Based on the methods used to calculate the Global AgeWatch Index which measures the wellbeing of older people in the world, The Chinese University of Hong Kong (CUHK) Jockey Club Institute of Ageing, with support from The Hong Kong Jockey Club (HKJC) Charities Trust, revealed that Hong Kong ranked 24th among 97 countries or territories in 2014.
The Index is composed of 13 indicators which can be categorized into four key domains – income security, health status, capability and enabling environment of older people. In terms of these domains, Hong Kong ranked 75th in income security, 9th in health status, 33rd in capability, and 4th in enabling environment.
Commencing in 2013 and updated annually, the Global AgeWatch Index is a multi-dimensional index assessing the social and economic wellbeing of elderly populations in over 90 countries, representing 91% of people aged 60 and above in the world. For the first time the Index enables international comparisons of the quality of life of older people. It also provides a means by which to measure progress in policy responses to ageing.
“With funding support from The HKJC Charities Trust, we are able to rank Hong Kong among 97 countries and regions in the world in the Global AgeWatch Index, which highlights the importance of assessing the wellbeing of our elderly population from a comprehensive and holistic approach. Overall, Hong Kong is performing quite well, particularly in the domains of health status and enabling environment”, Prof. Jean Woo, Director of the CUHK Jockey Club Institute of Ageing commented. “Nevertheless, there is still room for improvement upon examining the results of the indicators. While the elderly population in Hong Kong enjoys longer life expectancy, attention should be given to their psychological and social conditions, reflected in the below-average indicators of their psychological wellbeing and social connectedness.”
The HKJC Executive Director, Charities and Community, Leong Cheung noted that, with Hong Kong facing a rapidly ageing population that is projected to surge to one in three people being 65 or above by 2041according to Government statistics, comprehensive and long-term policies are required to cope with the multi-faceted challenges of our ageing society. “The Club believes the elderly healthcare sector needs to shift towards a more preventative approach by promoting active ageing, which extends healthy years to the elderly, compressing the disability period and improving their quality of life.” The findings help to lay the basis for the Club’s Charities Trust to plan for elderly projects along the theme of building Hong Kong into an age-friendly city, particularly in the areas of “physical and mental wellness,” “employment and volunteering” and “social wellbeing.”

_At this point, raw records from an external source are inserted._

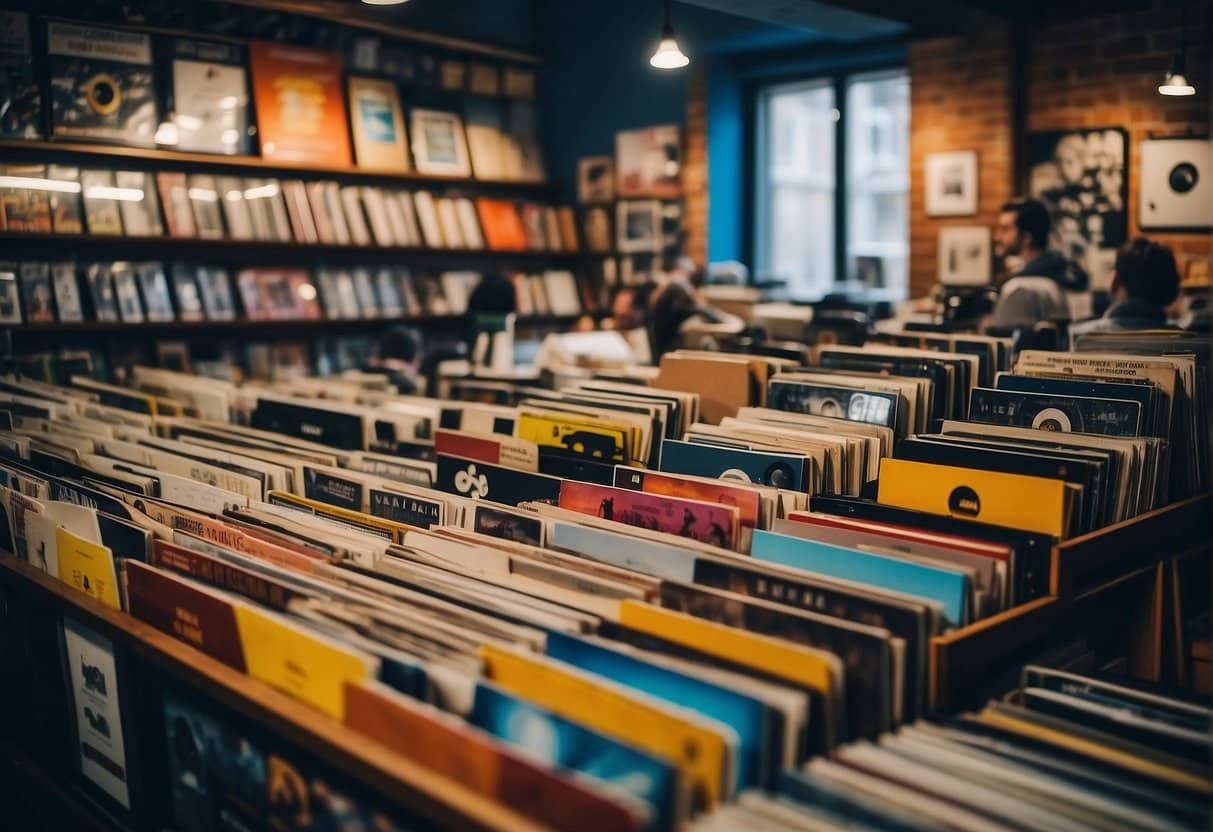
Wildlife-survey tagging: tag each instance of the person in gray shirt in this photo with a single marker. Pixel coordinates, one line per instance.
(1144, 284)
(1036, 292)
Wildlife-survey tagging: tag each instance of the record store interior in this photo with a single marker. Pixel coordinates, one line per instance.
(605, 415)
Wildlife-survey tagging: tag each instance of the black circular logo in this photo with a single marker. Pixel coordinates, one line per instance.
(1183, 177)
(964, 501)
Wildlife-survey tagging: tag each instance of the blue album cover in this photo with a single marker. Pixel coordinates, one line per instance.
(778, 469)
(945, 586)
(751, 718)
(568, 745)
(637, 553)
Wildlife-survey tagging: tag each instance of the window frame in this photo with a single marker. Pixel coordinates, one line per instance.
(756, 180)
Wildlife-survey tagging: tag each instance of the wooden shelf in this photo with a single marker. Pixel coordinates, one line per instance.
(87, 153)
(265, 252)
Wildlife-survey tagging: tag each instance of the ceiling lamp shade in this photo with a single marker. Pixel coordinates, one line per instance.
(668, 55)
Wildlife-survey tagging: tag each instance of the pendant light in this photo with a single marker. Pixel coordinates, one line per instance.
(668, 55)
(1176, 81)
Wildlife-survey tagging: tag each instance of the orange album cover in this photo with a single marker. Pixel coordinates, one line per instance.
(300, 103)
(502, 224)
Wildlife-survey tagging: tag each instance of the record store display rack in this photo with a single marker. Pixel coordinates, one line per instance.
(166, 181)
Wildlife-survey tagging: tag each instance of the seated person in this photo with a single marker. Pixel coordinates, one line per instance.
(398, 357)
(1144, 284)
(1036, 291)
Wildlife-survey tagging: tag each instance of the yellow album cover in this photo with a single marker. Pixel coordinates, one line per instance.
(592, 438)
(305, 666)
(87, 566)
(1032, 503)
(701, 754)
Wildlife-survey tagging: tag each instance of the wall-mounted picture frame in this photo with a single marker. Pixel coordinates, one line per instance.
(1082, 178)
(438, 144)
(638, 226)
(964, 256)
(951, 183)
(1177, 184)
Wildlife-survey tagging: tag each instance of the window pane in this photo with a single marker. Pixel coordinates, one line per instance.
(796, 186)
(878, 180)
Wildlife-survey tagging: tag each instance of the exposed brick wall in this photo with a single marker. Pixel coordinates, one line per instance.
(695, 165)
(1097, 72)
(960, 100)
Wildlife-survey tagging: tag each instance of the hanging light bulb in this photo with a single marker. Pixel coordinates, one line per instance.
(668, 55)
(1176, 81)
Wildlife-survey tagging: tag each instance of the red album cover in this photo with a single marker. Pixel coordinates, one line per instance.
(301, 104)
(186, 613)
(706, 522)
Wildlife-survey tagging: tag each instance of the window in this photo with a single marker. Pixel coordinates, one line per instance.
(832, 180)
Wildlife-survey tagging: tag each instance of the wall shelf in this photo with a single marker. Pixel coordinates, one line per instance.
(86, 153)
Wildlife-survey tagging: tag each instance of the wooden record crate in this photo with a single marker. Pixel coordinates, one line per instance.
(39, 752)
(1118, 587)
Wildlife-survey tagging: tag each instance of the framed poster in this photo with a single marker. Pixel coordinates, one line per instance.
(648, 163)
(951, 183)
(210, 97)
(964, 256)
(438, 144)
(301, 107)
(1082, 177)
(102, 84)
(1177, 184)
(377, 124)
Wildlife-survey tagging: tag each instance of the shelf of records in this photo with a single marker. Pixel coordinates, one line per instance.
(97, 296)
(261, 102)
(60, 203)
(456, 580)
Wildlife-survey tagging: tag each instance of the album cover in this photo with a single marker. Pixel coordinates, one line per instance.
(204, 198)
(155, 291)
(102, 84)
(781, 471)
(184, 288)
(872, 408)
(35, 292)
(126, 292)
(210, 97)
(26, 209)
(141, 217)
(1060, 414)
(215, 288)
(101, 290)
(301, 108)
(479, 480)
(178, 212)
(67, 212)
(377, 124)
(438, 144)
(21, 101)
(67, 292)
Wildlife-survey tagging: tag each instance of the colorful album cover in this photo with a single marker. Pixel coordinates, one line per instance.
(21, 101)
(210, 93)
(102, 84)
(67, 292)
(706, 522)
(35, 292)
(569, 745)
(300, 102)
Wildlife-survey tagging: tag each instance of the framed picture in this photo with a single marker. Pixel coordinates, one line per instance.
(596, 180)
(638, 226)
(1082, 177)
(648, 163)
(377, 124)
(951, 183)
(964, 256)
(438, 144)
(1177, 192)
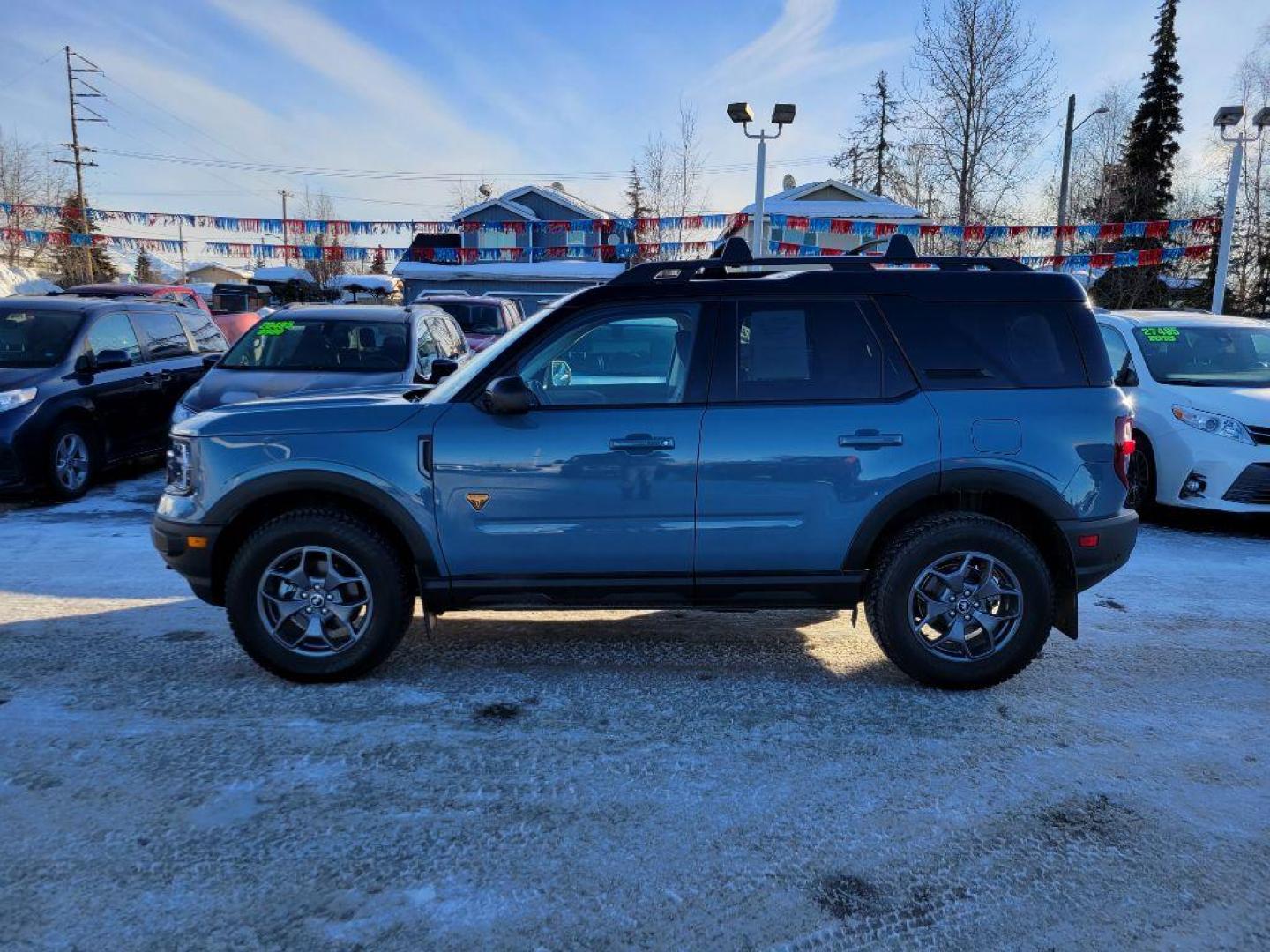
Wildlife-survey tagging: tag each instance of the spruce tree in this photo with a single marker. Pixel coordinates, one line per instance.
(144, 271)
(1151, 145)
(71, 259)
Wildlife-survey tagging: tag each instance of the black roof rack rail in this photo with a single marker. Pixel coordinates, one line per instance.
(736, 254)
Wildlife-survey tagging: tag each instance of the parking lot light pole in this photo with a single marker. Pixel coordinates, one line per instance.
(1067, 167)
(782, 115)
(1227, 118)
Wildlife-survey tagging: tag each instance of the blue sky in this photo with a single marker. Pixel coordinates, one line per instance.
(507, 93)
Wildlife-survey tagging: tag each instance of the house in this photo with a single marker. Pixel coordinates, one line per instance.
(539, 217)
(826, 199)
(213, 273)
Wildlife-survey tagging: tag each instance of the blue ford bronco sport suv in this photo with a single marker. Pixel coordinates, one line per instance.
(937, 437)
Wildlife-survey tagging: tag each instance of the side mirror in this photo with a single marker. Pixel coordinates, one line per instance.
(1127, 377)
(442, 367)
(112, 361)
(508, 395)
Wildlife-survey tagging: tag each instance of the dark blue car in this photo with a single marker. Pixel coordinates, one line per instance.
(941, 442)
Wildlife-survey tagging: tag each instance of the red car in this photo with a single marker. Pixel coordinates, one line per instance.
(231, 325)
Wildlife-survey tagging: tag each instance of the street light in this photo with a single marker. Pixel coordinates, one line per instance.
(782, 115)
(1227, 118)
(1067, 165)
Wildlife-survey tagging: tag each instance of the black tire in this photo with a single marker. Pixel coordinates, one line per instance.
(1142, 476)
(387, 583)
(905, 557)
(55, 475)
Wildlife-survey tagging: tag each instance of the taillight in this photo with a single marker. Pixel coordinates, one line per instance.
(1124, 447)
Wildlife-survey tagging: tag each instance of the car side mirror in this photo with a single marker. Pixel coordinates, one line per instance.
(442, 367)
(508, 395)
(1127, 377)
(112, 361)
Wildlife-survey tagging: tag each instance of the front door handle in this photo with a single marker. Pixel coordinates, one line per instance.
(640, 443)
(870, 439)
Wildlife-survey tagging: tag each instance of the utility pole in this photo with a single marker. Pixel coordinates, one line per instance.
(74, 145)
(286, 240)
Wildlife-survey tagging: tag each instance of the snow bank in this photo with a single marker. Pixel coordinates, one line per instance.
(517, 271)
(282, 273)
(23, 280)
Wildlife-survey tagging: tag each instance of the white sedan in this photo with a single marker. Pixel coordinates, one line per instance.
(1200, 387)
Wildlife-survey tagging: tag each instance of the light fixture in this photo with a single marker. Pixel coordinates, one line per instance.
(1229, 115)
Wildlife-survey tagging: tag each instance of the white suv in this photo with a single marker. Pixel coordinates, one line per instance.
(1200, 387)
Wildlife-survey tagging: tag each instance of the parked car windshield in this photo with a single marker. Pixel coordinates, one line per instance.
(1206, 357)
(315, 344)
(31, 337)
(475, 319)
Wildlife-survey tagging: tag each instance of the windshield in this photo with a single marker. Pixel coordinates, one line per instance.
(475, 319)
(1206, 357)
(34, 337)
(314, 344)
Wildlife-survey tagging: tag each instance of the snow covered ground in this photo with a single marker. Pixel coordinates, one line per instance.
(625, 778)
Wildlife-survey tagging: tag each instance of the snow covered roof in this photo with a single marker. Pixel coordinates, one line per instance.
(848, 202)
(365, 282)
(508, 201)
(23, 280)
(282, 273)
(534, 271)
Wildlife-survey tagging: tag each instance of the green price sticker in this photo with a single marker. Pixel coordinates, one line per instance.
(273, 329)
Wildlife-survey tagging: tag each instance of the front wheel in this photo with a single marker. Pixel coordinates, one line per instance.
(960, 600)
(318, 596)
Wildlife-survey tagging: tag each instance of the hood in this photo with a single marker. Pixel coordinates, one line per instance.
(346, 412)
(1249, 405)
(16, 377)
(220, 387)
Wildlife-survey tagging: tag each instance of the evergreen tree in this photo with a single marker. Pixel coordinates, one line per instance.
(71, 260)
(1151, 145)
(144, 271)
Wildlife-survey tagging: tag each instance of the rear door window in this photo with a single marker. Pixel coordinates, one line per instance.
(989, 346)
(163, 334)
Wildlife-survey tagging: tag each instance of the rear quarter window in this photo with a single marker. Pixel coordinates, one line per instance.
(992, 344)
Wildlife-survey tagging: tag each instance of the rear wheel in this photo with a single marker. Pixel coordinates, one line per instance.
(960, 600)
(318, 596)
(71, 461)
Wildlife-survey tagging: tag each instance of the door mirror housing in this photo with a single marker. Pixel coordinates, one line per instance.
(442, 367)
(508, 395)
(112, 361)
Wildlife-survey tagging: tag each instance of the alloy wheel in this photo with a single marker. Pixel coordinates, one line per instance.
(966, 606)
(315, 600)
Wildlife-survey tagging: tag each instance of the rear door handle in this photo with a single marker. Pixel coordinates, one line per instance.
(640, 443)
(870, 439)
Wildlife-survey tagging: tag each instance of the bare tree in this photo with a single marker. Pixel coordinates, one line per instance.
(979, 84)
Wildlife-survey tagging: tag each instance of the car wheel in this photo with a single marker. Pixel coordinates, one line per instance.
(1140, 470)
(960, 600)
(318, 596)
(71, 461)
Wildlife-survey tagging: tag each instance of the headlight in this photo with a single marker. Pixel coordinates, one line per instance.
(11, 398)
(179, 475)
(1213, 423)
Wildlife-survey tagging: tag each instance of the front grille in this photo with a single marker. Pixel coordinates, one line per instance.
(1252, 487)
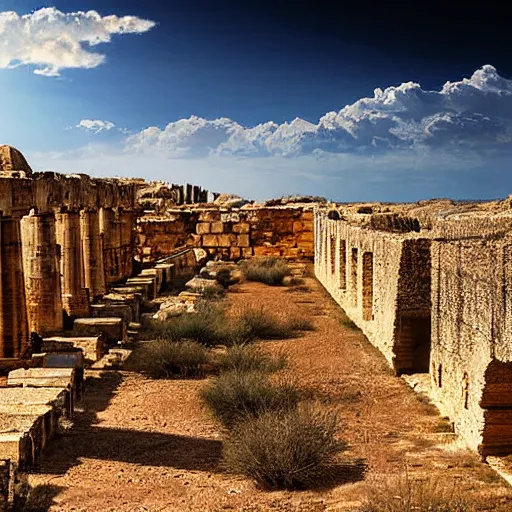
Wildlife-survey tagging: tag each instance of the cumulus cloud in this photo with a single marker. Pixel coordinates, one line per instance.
(474, 113)
(52, 40)
(95, 125)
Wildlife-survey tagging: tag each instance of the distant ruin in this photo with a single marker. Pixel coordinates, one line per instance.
(429, 284)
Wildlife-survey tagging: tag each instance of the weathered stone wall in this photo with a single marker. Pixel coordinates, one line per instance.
(230, 233)
(472, 338)
(436, 301)
(379, 279)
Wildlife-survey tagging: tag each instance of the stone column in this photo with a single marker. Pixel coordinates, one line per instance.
(189, 194)
(75, 298)
(92, 252)
(126, 219)
(42, 274)
(14, 338)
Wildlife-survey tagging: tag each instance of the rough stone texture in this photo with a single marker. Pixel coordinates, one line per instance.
(435, 301)
(42, 274)
(93, 347)
(92, 252)
(379, 279)
(14, 339)
(75, 296)
(285, 231)
(114, 329)
(13, 163)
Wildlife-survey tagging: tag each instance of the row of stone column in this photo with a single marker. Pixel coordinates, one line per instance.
(52, 264)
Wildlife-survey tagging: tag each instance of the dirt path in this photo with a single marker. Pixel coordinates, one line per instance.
(141, 445)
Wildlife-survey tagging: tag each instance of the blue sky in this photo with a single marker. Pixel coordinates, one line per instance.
(262, 100)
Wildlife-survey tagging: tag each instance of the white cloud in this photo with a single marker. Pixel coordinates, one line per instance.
(473, 113)
(52, 40)
(95, 125)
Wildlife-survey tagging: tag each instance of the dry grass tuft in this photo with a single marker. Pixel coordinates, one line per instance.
(404, 494)
(284, 449)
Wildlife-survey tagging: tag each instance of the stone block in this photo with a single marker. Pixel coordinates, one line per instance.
(217, 227)
(110, 310)
(242, 228)
(133, 300)
(114, 329)
(209, 215)
(154, 272)
(243, 241)
(26, 398)
(210, 241)
(16, 447)
(168, 272)
(227, 240)
(203, 228)
(93, 347)
(148, 286)
(230, 217)
(42, 378)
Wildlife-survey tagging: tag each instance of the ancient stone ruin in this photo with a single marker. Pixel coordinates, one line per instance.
(429, 284)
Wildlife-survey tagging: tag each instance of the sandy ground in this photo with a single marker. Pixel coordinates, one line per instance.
(142, 445)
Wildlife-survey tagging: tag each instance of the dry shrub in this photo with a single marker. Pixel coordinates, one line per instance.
(207, 326)
(248, 358)
(259, 323)
(234, 396)
(404, 494)
(269, 270)
(165, 359)
(290, 449)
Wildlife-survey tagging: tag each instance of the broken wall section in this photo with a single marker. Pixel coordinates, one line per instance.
(229, 233)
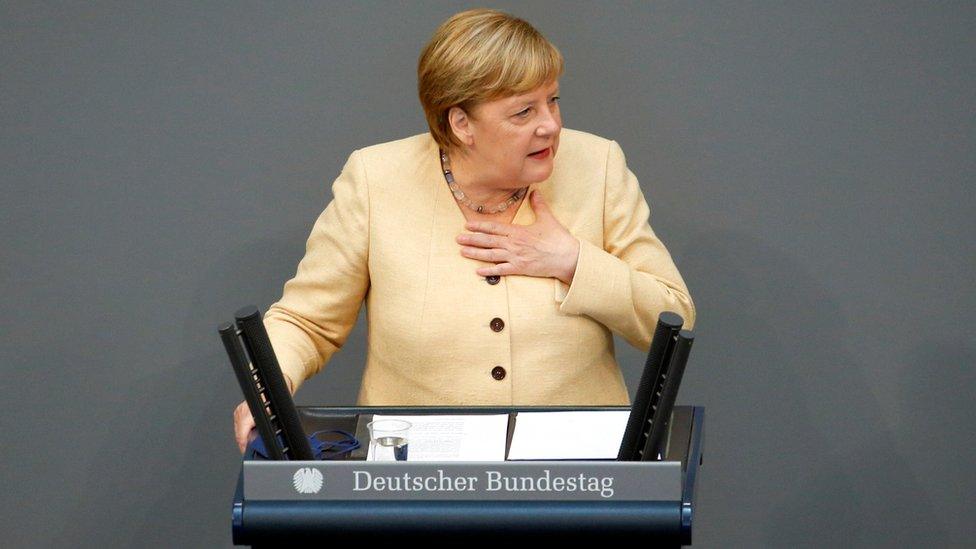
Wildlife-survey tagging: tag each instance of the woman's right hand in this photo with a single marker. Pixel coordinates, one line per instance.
(244, 421)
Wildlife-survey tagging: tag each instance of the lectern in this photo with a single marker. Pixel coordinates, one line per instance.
(291, 502)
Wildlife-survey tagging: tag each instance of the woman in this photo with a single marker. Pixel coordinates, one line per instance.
(496, 253)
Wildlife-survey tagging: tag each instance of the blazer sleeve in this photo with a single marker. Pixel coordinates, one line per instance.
(319, 306)
(631, 280)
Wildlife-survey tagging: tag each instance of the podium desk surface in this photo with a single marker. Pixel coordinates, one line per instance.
(651, 501)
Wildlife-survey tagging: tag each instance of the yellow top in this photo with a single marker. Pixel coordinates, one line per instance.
(439, 334)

To improve the quality of life of the elderly population in Hong Kong, the CUHK Jockey Club Institute of Ageing will join hands with the Club’s Charities Trust and other stakeholders to implement an Age-friendly City project later this year. The project aims to assess and enhance age-friendliness in Hong Kong. In order to assess trends in the wellbeing of older people in Hong Kong, the Institute will develop a new index – AgeWatch Index for Hong Kong – as an objective measurement for the coming years. The baseline data of the new Index will be available in 2016, using official statistics in Hong Kong and survey data collected this year by the Hong Kong Institute of Asia-Pacific Studies, CUHK.
In support of the University’s aspiration to overcome the challenges brought to society by the ageing population, and make Hong Kong an age friendly city in the world, CUHK Jockey Club Institute of Ageing was established in 2014 with the generous support of The Hong Kong Jockey Club Charities Trust. The Institute will synergize research personnel and efforts across disciplines to promote and implement holistic strategies for active ageing through research, policy advice, community outreach and knowledge transfer.